Irys is the only provenance layer because it is the only protocol that can satisfy all vertices of the Provenance Trilemma. Data on Irys is uploaded to Arweave, keeping it onchain permanently. This data is timestamped down to the millisecond, making it extremely precise. Finally, Irys' volumetric scaling makes it so there are no limits to its scalability. Users have the unrestricted ability to read from and write to Irys, making data on the network completely unconstrained.

In short, Irys provides strong provenance to resolve the provenance trilemma.

Future of provenance

Provenance layers ultimately enable chains of custody to track key attributes related to the data. Once we have a robust provenance layer, we can start to build ownership mechanisms that provide users rights on onchain data. Forward Research recently released the Universal Data License (UDL), which provides a framework for attaching licenses to data posted to Arweave. This means creators are able to enforce their rights onchain.

Over time licensing as a primitive will move onchain with development in zero-knowledge (zk) cryptography This will provide easy ways for users to verify how different pieces of data are linked, which is enabled through the use of zero-knowledge (zk) transformations, a primitive used to prove that certain changes to data were made, e.g., reducing the size of an image. Dan Boneh recently released an article discussing the importance zk transformations will have on the way we build future protocols and applications. With this new primitive, having a provenance layer as a scalable ledger for the proofs will become increasingly crucial. Once anyone can generate succinct zk proofs of changes to data, you can start to build decentralized financial rails for data-focused protocols. For example, Lens Protocol, a Web3 social graph, could support zk proofs on content to prove that remixed content came from the source content and distribute revenue based on smart contract rules.

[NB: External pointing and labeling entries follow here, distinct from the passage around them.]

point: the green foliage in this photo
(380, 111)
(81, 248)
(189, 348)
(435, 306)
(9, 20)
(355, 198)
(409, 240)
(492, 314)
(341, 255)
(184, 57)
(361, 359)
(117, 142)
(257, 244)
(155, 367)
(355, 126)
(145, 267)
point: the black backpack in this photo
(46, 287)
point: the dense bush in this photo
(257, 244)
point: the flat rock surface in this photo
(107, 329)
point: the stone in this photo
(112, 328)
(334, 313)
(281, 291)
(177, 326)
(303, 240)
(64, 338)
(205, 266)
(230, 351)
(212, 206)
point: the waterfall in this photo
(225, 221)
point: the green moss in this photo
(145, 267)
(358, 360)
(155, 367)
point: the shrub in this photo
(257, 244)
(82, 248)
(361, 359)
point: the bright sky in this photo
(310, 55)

In conclusion, the necessity of strong provenance, both now and in the future, should be self-evident. At Irys, we’ve built the tools needed to create a future where content attribution, authorship verification, and authenticity are trustlessly verifiable. By incorporating these components, Irys enables users to programmatically verify the authenticity surrounding data's history, fostering trust in historical records and knowledge without the need for intermediaries.

Irys is paving the way for a new era of applications where information can be trustlessly verified, heralding a future where confidence is derived from incontrovertible proof rather than mere assertions.